UNNAO (UP) Archeologists began digging for treasure beneath a 19th century fort in northern India on Friday, after a popular Sadhu said a former Maharaja appeared to him in a dream and told him of a nearly Rs 31,000 crore ($50-billion) cache.
The treasure hunt began after Hindu swami Shobhan Sarkar relayed his dream to an Union government minister who was visiting the swami’s ashram last month.
The swami said the spirit of Maharaja Rao Ram Baksh Singh, who was hanged in 1858 after rising up against British colonial forces, told him to take care of the 1,000-ton treasure hidden under the late king’s fort in Uttar Pradesh.
Indian geological and archeological officials surveyed the area Sunday and found evidence of heavy metal about 20 metres underground, District Magistrate Vijay Karan Anand said. Digging would the only way to confirm which type of metal.
The Archaeological Survey of India said it would begin digging under a temple contained within the ruins of the old fort.
A host of interested parties have already lined up to stake a claim to the treasure, believed to be in gold and silver.
One of the king’s descendants, Navchandi Veer Pratap Singh, said “if gold is really found there, we should get our share.”
Uttar Pradesh state authorities, as well as local officials, also said they had a right to the wealth.
“The treasure trove should be used for the development of the state,” local lawmaker
Kuldeep Senger said. Uttar Pradesh, with a staggering population of 200 million, is one of the poorest and least developed states in India.
Residents of the impoverished Daundia Khera village, who have no access to electricity, said they have long known about the treasure from stories told by their elders.
“Everyone in the village knows about it,” said 60-yearold Vidyawati Sharma, who learned the stories from her father-in-law.
Locals have found silver and gold coins in the area in Unnao district, about 80 kilometres southwest of the state’s capital of Lucknow, according to the swami’s disciple, Om Ji. “No one knew exactly where” the treasure was until the late king visited the swami in his sleep, he said.
However, officials from the Archaeological Survey of India denied that the agency had begun the excavations at the bidding of the Hindu holy man.
“Archeology doesn’t work according to the dreams of a holy man, or anybody else. Archeology is a science. We are carrying out this excavation on the basis of our findings” at the site, said Syed Jamal Hasan, an agency official.
Authorities have set up barricades against thousands of people who have since thronged to the village in hopes of seeing the treasure, or possibly taking a small piece home. People were offering prayers at the temple within the fort’s ruins.
Locals also said they hoped Swami Sarkar’s vision turned out to be real, as he “is revered as God in this area because he has done a lot for this place,” schoolteacher Chandrika Rani said.
The Supreme Court said Friday that it would consider a petition for the court to monitor the treasure hunt, amid fears that some of the riches could be stolen.

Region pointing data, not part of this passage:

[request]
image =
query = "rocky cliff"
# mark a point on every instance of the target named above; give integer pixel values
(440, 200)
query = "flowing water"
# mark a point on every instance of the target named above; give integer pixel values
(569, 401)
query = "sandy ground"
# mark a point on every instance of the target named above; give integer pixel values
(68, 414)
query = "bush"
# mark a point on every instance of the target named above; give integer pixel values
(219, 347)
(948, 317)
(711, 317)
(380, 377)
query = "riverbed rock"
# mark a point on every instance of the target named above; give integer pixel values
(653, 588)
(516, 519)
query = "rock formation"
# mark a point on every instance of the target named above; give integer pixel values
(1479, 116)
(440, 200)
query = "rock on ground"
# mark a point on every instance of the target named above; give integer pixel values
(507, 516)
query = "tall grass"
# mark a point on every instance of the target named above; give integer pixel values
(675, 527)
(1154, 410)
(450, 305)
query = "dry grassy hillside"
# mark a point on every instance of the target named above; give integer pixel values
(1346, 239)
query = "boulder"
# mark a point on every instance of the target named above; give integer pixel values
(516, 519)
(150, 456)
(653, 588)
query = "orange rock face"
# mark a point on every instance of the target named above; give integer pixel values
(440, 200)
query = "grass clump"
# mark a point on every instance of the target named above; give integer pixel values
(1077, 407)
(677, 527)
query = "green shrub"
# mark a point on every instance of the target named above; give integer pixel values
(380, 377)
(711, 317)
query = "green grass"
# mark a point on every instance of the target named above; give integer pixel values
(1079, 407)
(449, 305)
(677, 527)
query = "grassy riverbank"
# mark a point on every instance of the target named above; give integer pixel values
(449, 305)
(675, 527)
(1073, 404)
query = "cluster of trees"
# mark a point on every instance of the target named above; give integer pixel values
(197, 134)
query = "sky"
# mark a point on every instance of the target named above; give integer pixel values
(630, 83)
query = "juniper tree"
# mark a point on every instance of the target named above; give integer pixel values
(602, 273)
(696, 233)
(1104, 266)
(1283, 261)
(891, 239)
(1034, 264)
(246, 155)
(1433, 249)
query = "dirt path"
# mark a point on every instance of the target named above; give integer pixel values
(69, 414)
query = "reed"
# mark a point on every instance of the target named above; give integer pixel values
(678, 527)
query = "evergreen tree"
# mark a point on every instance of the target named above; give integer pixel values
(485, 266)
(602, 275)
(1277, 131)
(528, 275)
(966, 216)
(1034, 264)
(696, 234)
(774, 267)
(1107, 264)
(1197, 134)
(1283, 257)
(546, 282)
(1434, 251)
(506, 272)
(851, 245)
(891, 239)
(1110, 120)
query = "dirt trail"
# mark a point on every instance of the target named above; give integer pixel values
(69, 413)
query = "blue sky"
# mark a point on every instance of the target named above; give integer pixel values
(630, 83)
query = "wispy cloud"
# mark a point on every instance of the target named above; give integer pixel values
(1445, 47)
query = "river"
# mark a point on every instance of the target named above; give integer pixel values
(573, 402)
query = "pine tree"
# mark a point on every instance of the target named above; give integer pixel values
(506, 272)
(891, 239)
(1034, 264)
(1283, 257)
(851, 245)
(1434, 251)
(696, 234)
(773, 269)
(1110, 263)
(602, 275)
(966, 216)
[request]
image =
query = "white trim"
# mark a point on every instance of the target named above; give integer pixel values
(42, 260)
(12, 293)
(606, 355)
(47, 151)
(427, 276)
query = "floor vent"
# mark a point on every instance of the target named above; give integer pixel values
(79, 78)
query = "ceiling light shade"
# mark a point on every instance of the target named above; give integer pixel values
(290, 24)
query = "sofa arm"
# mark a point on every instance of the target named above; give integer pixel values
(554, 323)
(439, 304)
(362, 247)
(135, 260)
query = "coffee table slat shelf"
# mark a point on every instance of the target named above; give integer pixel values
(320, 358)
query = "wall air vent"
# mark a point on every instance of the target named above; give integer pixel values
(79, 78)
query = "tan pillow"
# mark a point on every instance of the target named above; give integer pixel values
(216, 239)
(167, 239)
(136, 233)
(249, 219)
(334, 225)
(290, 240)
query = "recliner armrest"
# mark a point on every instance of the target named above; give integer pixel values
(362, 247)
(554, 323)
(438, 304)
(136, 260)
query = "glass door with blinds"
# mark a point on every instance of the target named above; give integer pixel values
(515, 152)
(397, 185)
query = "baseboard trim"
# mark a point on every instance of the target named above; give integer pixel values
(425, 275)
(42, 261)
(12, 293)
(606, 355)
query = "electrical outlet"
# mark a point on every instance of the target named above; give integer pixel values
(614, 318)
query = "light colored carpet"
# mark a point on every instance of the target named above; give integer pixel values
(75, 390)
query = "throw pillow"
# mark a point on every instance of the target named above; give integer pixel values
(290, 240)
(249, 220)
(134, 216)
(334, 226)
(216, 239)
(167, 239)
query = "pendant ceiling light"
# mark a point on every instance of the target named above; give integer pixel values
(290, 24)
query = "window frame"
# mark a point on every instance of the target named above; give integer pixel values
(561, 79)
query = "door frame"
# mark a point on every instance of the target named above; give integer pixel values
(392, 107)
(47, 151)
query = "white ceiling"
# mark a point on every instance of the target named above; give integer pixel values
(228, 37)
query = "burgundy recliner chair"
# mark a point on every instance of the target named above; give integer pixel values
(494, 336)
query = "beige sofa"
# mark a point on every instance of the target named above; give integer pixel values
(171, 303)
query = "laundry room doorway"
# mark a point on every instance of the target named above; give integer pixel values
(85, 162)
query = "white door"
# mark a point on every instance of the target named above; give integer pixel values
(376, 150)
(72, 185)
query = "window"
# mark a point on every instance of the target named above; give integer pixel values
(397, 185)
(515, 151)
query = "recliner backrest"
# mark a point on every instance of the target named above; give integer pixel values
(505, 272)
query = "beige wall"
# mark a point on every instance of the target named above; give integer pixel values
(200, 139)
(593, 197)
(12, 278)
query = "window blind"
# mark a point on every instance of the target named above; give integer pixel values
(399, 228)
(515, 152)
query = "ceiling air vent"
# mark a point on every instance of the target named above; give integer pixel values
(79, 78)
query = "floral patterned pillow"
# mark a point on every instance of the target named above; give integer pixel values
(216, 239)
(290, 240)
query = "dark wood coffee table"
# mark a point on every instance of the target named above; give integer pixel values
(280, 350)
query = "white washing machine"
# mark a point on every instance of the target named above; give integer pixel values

Indian officials are also unearthing and cataloguing another treasure trove found two years ago in a 16th century Hindu temple, and have barred the media and public
from the excavation site in the southern state of Kerala. The discovery of that treasure, including bagfuls of coins, jewelled crowns and golden statues of gods and goddesses, made the Sree Padmanabhaswamy Temple the richest known religious institution in India. The former royal family that has remained the temple’s trustees since India’s 1947 independence has said the treasure belongs to the Hindu deity Vishnu, who is also known in the region as Padmanabhaswamy. Agencies
Gold digging or a Holly flick?
And the countdown for the 45 day long digging for Gold moved on to its second day Saturday.
12:00 pm: The Gold rush has a Hollywood flavour to it. Akin to the flick ‘Mackenna’s Gold’, seer Shubhan Sarkar marked the area of the buried treasure by studying the shadow cast by the Shiva temple at various points of time in the day. The digging is being done after earmarking the area with dots.
11:00 am: Former President of India APJ Abdul Kalam and a pioneer in science backed the digging, justifying that science does not allow any guesses and is supported by logic. He said that the excavation work must be having some logical conclusion.
10:30 am: Even as the Archaeological Survey of India (ASI) digs for gold for the second day at UP’s UNnao village, the seer Shobhan Sarkar claimed to have dreamt of a bigger treasure of 2500 tonnes of Gold buried in Adampur village of Fatehpur district. He, in fact wrote to the Fatehpur DM about his dream. Meanwhile, the crowd surrounding the 19th century old temple is watching the ASI at work with bated breath. The media and the government officials all are hopeful about the findings.